Spark DataFrames are the workhouse and main way of working with Spark and Python post Spark 2.0. DataFrames act as powerful versions of tables, with rows and columns, easily handling large datasets. The shift to DataFrames provides many advantages:
* A much simpler syntax
* Ability to use SQL directly in the dataframe
* Operations are automatically distributed across RDDs
    
If you've used R or even the pandas library with Python you are probably already familiar with the concept of DataFrames. Spark DataFrame expand on a lot of these concepts, allowing you to transfer that knowledge easily by understanding the simple syntax of Spark DataFrames. Remember that the main advantage to using Spark DataFrames vs those other programs is that Spark can handle data across many RDDs, huge data sets that would never fit on a single computer.
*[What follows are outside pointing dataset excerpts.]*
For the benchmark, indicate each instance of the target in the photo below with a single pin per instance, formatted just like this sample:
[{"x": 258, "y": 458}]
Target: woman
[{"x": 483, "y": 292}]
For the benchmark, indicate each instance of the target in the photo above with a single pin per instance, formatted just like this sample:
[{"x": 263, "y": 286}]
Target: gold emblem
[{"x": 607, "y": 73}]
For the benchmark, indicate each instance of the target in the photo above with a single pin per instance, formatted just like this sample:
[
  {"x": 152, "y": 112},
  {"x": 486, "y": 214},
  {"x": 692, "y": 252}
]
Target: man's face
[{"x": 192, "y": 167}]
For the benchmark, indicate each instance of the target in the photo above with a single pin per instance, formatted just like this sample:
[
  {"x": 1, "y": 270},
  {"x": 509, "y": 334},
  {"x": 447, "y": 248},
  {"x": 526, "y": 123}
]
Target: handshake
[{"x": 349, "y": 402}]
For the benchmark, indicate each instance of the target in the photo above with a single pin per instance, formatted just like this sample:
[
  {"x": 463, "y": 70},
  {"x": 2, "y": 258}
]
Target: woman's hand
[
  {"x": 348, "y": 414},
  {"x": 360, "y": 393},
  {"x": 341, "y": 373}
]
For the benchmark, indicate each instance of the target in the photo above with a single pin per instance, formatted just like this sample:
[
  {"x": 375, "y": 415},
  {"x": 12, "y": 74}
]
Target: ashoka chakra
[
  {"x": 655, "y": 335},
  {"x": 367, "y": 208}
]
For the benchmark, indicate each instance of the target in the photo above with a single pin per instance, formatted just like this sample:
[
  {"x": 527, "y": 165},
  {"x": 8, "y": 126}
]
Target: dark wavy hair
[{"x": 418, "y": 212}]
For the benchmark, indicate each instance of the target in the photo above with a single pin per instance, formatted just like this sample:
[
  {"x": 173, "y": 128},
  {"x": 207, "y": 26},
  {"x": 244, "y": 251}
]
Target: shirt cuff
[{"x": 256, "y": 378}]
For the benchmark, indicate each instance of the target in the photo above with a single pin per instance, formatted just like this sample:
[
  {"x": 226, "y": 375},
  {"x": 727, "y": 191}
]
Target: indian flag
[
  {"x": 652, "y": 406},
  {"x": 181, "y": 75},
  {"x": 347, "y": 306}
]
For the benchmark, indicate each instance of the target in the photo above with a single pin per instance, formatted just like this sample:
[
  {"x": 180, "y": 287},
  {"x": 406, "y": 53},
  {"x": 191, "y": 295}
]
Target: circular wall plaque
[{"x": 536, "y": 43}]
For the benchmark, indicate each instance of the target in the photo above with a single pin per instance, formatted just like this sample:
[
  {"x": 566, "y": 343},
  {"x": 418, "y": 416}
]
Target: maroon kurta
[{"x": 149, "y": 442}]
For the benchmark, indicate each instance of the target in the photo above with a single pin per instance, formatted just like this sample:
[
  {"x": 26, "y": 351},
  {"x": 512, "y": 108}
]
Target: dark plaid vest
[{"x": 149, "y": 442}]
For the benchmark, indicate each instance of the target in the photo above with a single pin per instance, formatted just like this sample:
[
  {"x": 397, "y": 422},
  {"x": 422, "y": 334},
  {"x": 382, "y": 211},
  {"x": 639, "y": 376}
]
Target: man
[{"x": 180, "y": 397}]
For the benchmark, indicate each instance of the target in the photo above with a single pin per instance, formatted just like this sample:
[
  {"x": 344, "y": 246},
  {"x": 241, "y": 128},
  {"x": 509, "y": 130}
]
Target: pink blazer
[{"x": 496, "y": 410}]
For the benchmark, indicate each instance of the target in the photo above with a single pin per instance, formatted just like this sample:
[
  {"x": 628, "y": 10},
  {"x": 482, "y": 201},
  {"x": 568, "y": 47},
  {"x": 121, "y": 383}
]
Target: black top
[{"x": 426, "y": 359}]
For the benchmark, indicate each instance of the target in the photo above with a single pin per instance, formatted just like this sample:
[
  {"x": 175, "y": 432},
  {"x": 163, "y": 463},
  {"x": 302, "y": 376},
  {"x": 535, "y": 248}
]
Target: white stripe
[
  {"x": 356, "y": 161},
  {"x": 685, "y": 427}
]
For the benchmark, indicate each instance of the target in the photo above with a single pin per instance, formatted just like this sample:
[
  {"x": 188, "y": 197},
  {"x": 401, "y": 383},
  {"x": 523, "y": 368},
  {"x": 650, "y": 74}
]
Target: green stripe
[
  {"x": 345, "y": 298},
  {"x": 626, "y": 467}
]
That comes at a slight cost of some "peculiar" syntax choices, but after this course you will feel very comfortable with all those topics!


In [3]:
df = spark.read.json('people.json')

In [13]:
type(df)

pyspark.sql.dataframe.DataFrame

In [4]:
df.show()

+----+-------+
| age|   name|
+----+-------+
|null|Michael|
|  30|   Andy|
|  19| Justin|
+----+-------+



In [5]:
df.describe().show()

+-------+------------------+-------+
|summary|               age|   name|
+-------+------------------+-------+
|  count|                 2|      3|
|   mean|              24.5|   null|
| stddev|7.7781745930520225|   null|
|    min|                19|   Andy|
|    max|                30|Michael|
+-------+------------------+-------+



In [6]:
df.printSchema()

root
 |-- age: long (nullable = true)
 |-- name: string (nullable = true)



In [7]:
df.columns

['age', 'name']

**Customizing schema**

Some data types make it easier to infer schema (like tabular formats such as csv which we will show later). 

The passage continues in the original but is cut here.